Scaling Up All Pairs Similarity Search - Research at Google
collaborative filtering on data from sites such as Amazon or. NetFlix, the ... network, and computing pairs of similar queries among the 5 ...... Degree distribution of the Orkut social network. 100. 1000. 10000. 100000. 1e+006. 1e+007. 1. 10. 100.

Playable Experiences at AIIDE 2016 - GitHub
ebrates these efforts and emphasizes the development of polished experiences that ..... Conclusion. AIIDE is a meeting ground between entertainment software.

BeyondCorp - Research at Google
41, NO. 1 www.usenix.org. BeyondCorp. Design to Deployment at Google ... internal networks and external networks to be completely untrusted, and ... the Trust Inferer, Device Inventory Service, Access Control Engine, Access Policy, Gate-.

article - Research at Google
Jan 27, 2015 - free assemblies is theoretically possible.41 Though the trends show a marked .... loop of Tile A, and the polymerase extends the strand, unravelling the stem ..... Reif, J. Local Parallel Biomolecular Computation. In DNA-.

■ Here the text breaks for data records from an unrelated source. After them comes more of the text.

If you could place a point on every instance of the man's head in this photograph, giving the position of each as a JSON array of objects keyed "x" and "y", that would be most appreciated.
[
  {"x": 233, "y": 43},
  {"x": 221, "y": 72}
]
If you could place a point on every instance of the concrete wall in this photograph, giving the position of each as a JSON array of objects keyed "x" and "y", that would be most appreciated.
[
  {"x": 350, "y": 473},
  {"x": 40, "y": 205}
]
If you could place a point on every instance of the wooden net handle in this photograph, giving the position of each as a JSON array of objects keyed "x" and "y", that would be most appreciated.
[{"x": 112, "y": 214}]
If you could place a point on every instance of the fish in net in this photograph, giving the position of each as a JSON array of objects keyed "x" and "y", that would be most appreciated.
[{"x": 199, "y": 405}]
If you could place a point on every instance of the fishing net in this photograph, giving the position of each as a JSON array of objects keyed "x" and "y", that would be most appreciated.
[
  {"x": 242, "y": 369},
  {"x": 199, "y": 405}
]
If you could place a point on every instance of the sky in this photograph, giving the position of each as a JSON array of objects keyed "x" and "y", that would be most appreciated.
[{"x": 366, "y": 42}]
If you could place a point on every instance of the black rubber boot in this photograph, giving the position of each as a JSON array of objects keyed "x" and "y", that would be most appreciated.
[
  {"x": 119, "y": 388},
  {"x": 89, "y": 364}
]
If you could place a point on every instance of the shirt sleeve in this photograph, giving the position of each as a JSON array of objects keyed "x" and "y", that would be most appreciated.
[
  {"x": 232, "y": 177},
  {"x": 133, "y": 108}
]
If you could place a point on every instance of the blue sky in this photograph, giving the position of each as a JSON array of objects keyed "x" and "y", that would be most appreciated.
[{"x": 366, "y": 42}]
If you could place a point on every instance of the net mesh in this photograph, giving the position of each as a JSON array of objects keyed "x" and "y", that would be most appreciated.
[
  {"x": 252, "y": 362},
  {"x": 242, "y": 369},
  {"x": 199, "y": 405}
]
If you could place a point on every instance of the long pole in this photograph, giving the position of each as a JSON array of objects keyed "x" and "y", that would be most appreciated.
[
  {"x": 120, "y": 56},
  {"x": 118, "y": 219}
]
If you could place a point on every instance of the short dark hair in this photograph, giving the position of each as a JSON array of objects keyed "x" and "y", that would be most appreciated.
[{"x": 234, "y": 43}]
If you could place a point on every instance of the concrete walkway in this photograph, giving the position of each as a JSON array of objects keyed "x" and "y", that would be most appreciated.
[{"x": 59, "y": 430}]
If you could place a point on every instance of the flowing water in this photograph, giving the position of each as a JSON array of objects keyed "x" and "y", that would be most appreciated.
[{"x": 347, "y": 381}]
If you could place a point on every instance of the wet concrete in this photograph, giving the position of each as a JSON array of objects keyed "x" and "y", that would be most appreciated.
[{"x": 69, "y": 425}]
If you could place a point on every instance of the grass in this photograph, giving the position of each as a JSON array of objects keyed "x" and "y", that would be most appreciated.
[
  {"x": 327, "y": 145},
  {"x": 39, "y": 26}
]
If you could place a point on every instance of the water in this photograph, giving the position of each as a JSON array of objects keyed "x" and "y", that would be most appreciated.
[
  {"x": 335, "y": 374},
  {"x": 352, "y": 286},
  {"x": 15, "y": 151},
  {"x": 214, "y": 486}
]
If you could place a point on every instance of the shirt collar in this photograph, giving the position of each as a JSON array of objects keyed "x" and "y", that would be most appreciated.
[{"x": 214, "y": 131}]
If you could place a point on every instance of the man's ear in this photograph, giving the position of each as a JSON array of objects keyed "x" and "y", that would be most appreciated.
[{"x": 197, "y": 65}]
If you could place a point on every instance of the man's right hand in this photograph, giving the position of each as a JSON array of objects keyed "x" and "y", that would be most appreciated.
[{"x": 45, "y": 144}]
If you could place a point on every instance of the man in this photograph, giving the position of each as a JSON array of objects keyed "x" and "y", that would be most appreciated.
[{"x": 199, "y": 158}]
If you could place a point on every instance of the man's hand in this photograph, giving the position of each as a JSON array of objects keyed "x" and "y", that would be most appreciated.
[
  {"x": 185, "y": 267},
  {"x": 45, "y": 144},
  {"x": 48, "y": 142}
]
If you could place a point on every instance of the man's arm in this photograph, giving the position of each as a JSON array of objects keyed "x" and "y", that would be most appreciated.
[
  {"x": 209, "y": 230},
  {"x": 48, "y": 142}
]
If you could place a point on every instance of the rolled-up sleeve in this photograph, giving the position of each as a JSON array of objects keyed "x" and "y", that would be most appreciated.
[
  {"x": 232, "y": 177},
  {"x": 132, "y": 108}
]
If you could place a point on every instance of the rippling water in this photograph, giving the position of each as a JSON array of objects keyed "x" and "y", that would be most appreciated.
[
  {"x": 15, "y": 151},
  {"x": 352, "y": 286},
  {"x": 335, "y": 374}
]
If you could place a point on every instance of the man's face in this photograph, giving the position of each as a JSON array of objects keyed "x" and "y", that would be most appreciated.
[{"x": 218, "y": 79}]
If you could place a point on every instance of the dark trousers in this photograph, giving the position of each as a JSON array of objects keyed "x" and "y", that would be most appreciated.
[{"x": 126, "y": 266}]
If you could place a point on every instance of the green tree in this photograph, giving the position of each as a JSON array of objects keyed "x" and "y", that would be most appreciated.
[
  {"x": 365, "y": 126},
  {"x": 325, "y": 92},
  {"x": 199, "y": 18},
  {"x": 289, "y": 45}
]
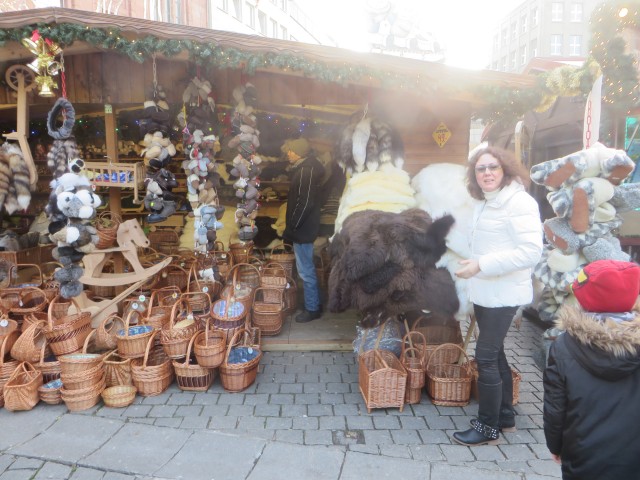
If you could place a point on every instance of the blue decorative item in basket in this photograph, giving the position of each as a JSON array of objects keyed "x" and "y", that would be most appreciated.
[
  {"x": 136, "y": 330},
  {"x": 235, "y": 309},
  {"x": 53, "y": 384},
  {"x": 242, "y": 354}
]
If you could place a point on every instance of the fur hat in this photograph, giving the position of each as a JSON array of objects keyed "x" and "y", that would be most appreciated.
[
  {"x": 608, "y": 286},
  {"x": 299, "y": 146}
]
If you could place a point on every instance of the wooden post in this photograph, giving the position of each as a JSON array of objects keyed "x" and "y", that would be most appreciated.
[{"x": 115, "y": 201}]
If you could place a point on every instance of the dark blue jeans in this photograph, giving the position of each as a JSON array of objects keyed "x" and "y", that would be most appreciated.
[{"x": 495, "y": 383}]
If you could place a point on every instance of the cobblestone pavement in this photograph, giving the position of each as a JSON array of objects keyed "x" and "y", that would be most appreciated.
[{"x": 303, "y": 418}]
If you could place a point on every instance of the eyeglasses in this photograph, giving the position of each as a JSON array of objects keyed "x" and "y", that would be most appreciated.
[{"x": 494, "y": 167}]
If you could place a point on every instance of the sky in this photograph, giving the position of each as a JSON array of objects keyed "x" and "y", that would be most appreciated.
[{"x": 464, "y": 27}]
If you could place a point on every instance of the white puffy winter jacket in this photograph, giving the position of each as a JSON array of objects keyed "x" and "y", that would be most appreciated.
[{"x": 506, "y": 238}]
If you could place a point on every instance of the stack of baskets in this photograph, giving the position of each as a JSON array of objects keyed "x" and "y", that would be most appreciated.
[
  {"x": 268, "y": 310},
  {"x": 7, "y": 365},
  {"x": 382, "y": 379},
  {"x": 83, "y": 380},
  {"x": 190, "y": 375},
  {"x": 448, "y": 384},
  {"x": 413, "y": 360},
  {"x": 153, "y": 373},
  {"x": 21, "y": 388},
  {"x": 240, "y": 365}
]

Contents - Research at Google
prediction, covering 2 well-known benchmark datasets and a real world wind ..... Wind provides a non-polluting renewable energy source, and it has been.

ausdm05 - Research at Google
Togaware, again hosting the website and the conference management system, ... 10:30 - 11:00 INCORPORATE DOMAIN KNOWLEDGE INTO SUPPORT VECTOR ...... strength of every objects oi against itself to locate a 'best fit' based on the.